# Subspace Minimization

• Mar 21st 2008, 03:50 PM
syme.gabriel
Subspace Minimization
Let $\displaystyle f(x)$ be a $\displaystyle \mathcal{C}^1$ function and let $\displaystyle M$ be a subspace of $\displaystyle \mathbb{R}^n$. Suppose $\displaystyle x^\ast \in M$ minimizes $\displaystyle f(x)$ on $\displaystyle M$. Show $\displaystyle \nabla f(x^\ast) \in M^\perp$.

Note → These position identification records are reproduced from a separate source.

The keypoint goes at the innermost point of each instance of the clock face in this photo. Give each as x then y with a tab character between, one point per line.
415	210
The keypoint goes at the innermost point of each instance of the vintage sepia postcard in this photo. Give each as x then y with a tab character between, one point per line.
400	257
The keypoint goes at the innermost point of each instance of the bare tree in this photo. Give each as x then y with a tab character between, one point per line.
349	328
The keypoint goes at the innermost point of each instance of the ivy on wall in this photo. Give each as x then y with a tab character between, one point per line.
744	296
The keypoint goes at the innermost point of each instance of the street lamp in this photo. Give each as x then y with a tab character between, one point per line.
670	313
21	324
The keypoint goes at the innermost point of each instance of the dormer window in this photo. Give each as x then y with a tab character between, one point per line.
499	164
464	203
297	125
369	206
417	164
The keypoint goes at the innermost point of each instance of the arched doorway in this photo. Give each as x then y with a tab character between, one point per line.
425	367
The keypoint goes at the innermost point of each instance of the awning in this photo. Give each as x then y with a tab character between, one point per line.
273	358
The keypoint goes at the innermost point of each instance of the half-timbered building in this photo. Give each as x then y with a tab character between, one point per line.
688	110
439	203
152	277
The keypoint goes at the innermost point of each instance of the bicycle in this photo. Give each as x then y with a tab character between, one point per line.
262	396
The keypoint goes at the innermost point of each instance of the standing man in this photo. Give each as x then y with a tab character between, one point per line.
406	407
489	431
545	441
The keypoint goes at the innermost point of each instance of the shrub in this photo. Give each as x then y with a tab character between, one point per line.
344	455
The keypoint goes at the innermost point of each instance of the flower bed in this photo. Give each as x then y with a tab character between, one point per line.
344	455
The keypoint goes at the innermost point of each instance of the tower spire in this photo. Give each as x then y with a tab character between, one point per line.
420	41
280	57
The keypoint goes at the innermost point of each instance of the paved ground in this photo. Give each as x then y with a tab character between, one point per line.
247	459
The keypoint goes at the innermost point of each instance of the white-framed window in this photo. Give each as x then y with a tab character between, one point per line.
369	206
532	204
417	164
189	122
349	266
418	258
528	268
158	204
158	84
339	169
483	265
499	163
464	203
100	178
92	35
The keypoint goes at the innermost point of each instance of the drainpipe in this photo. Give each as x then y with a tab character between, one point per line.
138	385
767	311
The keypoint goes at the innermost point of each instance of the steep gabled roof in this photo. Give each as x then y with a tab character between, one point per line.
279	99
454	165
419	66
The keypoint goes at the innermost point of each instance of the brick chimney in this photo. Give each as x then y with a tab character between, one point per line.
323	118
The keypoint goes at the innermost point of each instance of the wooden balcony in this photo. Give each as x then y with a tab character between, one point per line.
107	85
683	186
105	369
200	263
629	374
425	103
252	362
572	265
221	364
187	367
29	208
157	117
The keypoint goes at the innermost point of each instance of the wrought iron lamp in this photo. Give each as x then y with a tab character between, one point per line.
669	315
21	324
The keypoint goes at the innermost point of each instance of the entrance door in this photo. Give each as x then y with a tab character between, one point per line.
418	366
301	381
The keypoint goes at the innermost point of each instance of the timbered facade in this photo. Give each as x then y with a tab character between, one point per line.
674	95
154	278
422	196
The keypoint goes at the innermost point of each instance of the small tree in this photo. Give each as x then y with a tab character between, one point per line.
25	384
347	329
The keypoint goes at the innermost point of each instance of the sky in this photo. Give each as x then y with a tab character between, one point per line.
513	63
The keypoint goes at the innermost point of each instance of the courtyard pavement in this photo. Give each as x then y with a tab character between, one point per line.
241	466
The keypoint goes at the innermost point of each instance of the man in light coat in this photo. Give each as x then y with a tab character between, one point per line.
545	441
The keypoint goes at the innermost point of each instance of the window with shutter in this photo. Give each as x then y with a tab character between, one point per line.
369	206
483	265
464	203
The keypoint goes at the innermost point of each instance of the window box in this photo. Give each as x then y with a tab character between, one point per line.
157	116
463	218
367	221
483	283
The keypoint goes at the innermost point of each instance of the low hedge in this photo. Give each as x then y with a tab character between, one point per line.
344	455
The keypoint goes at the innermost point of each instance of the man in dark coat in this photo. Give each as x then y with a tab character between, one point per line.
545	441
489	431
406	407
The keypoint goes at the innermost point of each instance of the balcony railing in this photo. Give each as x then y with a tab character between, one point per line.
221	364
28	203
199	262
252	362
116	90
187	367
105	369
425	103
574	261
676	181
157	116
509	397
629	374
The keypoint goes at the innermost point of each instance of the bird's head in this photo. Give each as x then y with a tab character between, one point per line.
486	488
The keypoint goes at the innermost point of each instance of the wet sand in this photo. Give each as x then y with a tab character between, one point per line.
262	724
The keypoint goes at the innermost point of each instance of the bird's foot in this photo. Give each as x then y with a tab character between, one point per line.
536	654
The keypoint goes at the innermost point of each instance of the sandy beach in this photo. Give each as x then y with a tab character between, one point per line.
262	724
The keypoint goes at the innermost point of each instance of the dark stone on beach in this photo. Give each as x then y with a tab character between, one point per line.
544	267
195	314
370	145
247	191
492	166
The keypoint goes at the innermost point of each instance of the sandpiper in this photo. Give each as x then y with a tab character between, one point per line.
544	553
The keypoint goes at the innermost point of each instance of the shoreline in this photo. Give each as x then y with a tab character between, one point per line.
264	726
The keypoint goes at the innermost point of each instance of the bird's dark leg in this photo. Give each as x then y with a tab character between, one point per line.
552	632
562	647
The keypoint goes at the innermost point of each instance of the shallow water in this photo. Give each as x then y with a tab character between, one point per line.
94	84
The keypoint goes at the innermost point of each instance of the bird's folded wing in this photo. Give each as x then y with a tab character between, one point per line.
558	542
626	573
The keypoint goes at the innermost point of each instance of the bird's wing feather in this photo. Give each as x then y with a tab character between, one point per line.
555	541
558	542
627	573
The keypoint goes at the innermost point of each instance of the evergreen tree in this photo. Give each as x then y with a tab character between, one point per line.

My only idea is to take any $\displaystyle x \in M$ and try to show something with the function $\displaystyle \varphi(t) = f(x^\ast + tx)$, but I haven't been able to get anywhere with that. Any help is greatly appreciated!
• Mar 23rd 2008, 12:55 AM
CaptainBlack
Quote:

Originally Posted by syme.gabriel
Let $\displaystyle f(x)$ be a $\displaystyle \mathcal{C}^1$ function and let $\displaystyle M$ be a subspace of $\displaystyle \mathbb{R}^n$. Suppose $\displaystyle x^\ast \in M$ minimizes $\displaystyle f(x)$ on $\displaystyle M$. Show $\displaystyle \nabla f(x^\ast) \in M^\perp$.

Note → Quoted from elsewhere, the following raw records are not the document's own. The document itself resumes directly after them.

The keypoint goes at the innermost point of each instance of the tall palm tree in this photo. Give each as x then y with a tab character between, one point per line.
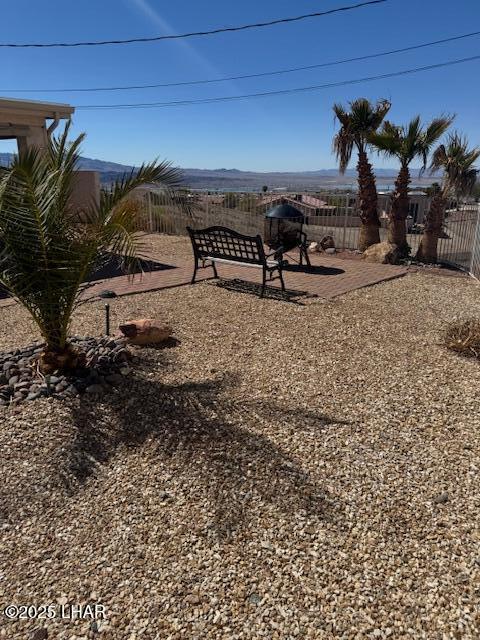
406	143
357	125
459	178
46	253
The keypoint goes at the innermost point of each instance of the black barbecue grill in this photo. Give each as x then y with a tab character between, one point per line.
284	228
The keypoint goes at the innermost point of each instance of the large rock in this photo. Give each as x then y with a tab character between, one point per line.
146	331
382	253
327	242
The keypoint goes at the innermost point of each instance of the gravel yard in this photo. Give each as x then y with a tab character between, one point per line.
283	472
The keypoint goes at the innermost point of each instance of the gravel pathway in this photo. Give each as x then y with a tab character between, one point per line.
282	472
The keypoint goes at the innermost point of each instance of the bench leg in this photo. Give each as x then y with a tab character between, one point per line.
192	281
264	282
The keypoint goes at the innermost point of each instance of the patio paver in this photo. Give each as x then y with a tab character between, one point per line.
341	277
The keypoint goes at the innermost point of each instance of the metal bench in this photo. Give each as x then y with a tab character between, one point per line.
220	244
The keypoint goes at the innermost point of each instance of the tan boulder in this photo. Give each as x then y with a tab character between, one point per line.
382	253
146	331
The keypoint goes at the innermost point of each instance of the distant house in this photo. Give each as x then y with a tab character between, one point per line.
419	204
309	205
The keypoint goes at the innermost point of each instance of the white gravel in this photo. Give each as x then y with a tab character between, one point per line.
283	472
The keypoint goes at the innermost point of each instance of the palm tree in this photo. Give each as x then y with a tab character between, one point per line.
357	125
46	253
406	143
459	178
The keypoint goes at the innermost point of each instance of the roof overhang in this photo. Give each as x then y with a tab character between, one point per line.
31	111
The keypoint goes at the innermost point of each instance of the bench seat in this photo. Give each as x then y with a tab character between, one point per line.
223	245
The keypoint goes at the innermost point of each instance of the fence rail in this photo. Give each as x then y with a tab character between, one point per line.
335	215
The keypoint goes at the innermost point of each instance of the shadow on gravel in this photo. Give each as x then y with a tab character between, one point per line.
207	437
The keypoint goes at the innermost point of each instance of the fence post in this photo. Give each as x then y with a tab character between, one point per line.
475	255
149	208
345	224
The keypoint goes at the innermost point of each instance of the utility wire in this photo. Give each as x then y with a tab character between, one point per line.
250	75
146	105
244	27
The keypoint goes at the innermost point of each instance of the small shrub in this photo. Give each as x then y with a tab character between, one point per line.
464	338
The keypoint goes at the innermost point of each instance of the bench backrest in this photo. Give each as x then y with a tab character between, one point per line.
221	242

My only idea is to take any $\displaystyle x \in M$ and try to show something with the function $\displaystyle \varphi(t) = f(x^\ast + tx)$, but I haven't been able to get anywhere with that. Any help is greatly appreciated!

Suppose the gradient did not belong to the orthogonal complement of $\displaystyle M$.

Then the gradient at $\displaystyle \bold{x}^*$ has a component $\displaystyle \bold{u}$ in $\displaystyle M$, so moving form $\displaystyle \bold{x}^*$ to $\displaystyle \bold{x}^*+\delta \bold{\hat{u}}$
changes the value of the function to:

$\displaystyle f(\bold{x}^*)+ \delta [\nabla f(\bold{x}^*).\bold{\hat{u}}]=f(\bold{x}^*)+ \delta |\bold{u}|$,

so $\displaystyle \bold{x}^*$ will not be a mininmum in $\displaystyle M$.

RonL